Lightning-AI / pytorch-lightning

Pretrain, finetune ANY AI model of ANY size on multiple GPUs, TPUs with zero code changes.
https://lightning.ai
Apache License 2.0
28.37k stars 3.38k forks source link

KFold cross-validation example: optimizer and scheduler are not reset across folds #12409

Closed carlobretti closed 1 year ago

carlobretti commented 2 years ago

🐛 Bug

When self.trainer.strategy.setup_optimizers(self.trainer) is called at the end of each fold in on_advance_end, the value of self.trainer.state.fn is still TrainerFn.TESTING.
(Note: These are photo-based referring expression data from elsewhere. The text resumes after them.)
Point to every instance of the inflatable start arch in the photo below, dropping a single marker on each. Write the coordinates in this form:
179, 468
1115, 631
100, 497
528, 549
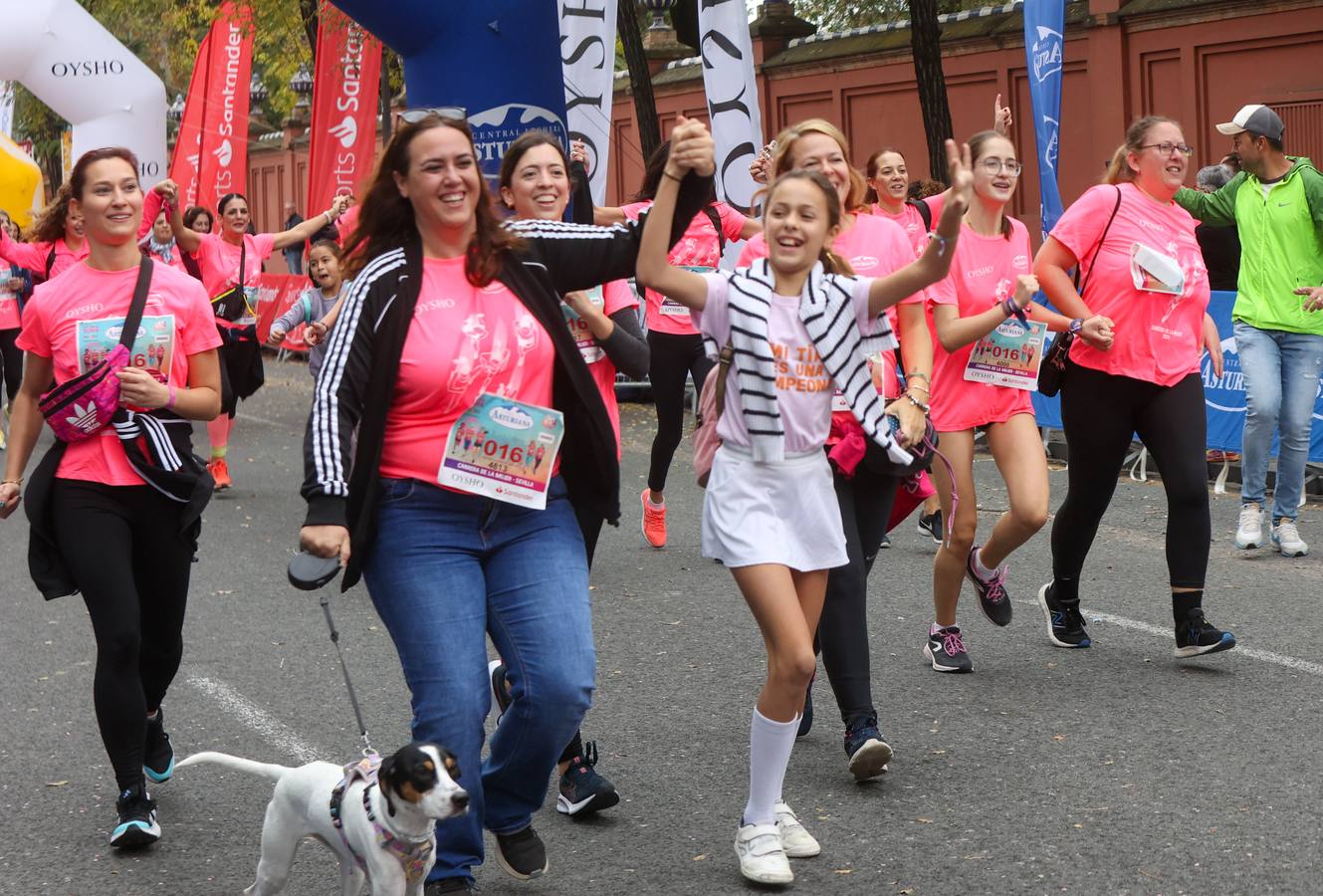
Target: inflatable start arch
69, 61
https://github.com/PyTorchLightning/pytorch-lightning/blob/5d156f4ff62e02a94b0ffe497472e7035149e9a4/pl_examples/loop_examples/kfold.py#L201-L207

Since self.trainer.state.fn = TrainerFn.TESTING, _init_optimizers_and_lr_schedulers is never called, as determined by setup_optimizers(), so the optimizer and scheduler are never reset across different folds.

https://github.com/PyTorchLightning/pytorch-lightning/blob/5d156f4ff62e02a94b0ffe497472e7035149e9a4/pytorch_lightning/strategies/strategy.py#L121-L131

To Reproduce

Run the kfold.py example, and check how learning rate changes using the LearningRateMonitor callback.

Expected behavior

Expected optimizer and scheduler to be reset at the end every fold.

Environment

Additional context

carmocca commented 2 years ago

Would you be interested in working on a PR to fix it?
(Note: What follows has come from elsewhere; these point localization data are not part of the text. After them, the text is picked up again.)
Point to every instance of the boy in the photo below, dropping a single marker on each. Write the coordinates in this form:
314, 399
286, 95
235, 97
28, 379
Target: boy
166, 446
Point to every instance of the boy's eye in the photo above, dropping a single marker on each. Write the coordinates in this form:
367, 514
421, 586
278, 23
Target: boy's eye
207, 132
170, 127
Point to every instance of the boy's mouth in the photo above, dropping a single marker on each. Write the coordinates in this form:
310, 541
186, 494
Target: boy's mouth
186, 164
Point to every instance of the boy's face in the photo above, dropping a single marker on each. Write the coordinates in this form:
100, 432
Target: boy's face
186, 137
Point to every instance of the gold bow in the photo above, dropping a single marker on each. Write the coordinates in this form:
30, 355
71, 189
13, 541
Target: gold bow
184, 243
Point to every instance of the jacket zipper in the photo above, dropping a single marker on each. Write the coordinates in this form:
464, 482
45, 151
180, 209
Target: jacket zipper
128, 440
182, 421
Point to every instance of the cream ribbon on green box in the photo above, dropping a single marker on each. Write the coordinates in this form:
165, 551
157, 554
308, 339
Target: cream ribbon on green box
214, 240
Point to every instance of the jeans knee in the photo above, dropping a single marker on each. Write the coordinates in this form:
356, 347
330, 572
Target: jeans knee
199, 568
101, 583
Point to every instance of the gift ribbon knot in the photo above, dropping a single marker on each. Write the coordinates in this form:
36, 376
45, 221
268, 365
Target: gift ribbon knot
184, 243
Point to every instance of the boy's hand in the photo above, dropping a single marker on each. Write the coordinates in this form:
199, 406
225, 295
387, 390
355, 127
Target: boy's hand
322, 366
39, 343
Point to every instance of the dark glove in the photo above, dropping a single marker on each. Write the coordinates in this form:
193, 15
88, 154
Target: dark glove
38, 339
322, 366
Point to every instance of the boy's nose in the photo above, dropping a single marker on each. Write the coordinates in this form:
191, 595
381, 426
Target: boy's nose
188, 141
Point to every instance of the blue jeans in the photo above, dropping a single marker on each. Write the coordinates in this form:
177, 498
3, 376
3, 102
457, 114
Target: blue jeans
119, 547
stale[bot] commented 2 years ago

This issue has been automatically marked as stale because it hasn't had any recent activity. This issue will be closed in 7 days if no further activity occurs. Thank you for your contributions, Pytorch Lightning Team!
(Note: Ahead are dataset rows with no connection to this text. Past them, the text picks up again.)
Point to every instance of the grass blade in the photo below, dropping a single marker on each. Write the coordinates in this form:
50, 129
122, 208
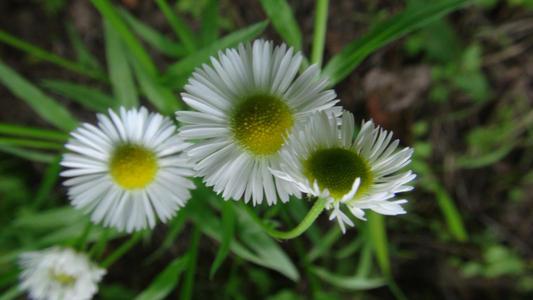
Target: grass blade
22, 131
378, 237
228, 226
319, 34
354, 283
32, 155
210, 19
153, 37
342, 64
50, 57
90, 98
50, 177
134, 45
166, 281
44, 106
160, 96
119, 69
184, 67
85, 57
179, 27
192, 256
26, 143
280, 14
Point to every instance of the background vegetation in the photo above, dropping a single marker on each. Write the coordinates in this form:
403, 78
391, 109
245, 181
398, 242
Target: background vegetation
458, 89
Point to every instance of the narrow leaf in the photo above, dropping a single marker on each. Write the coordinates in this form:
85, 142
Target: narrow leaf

ninivert commented 2 years ago

For anyone encountering this, a quick hack to get it to work would to replace https://github.com/Lightning-AI/lightning/blob/28e18881a9ad2298169c78ad9ae109191e201c2f/examples/pl_loops/kfold.py#L208 with

old_state = self.trainer.state.fn  # HACK
self.trainer.state.fn = TrainerFn.FITTING  
self.trainer.strategy.setup_optimizers(self.trainer)  # https://github.com/Lightning-AI/lightning/issues/12409
self.trainer.state.fn = old_state

Might be a good idea to reset the model in the on_advance_start, instead of in on_advance_end (so we don't rely on the previous iteration finishing correctly). Calling _reset_fitting doesn't work in on_advance_start doesn't work because dataloaders are reset (and I don't fully understand the intricacies of the internal callbacks)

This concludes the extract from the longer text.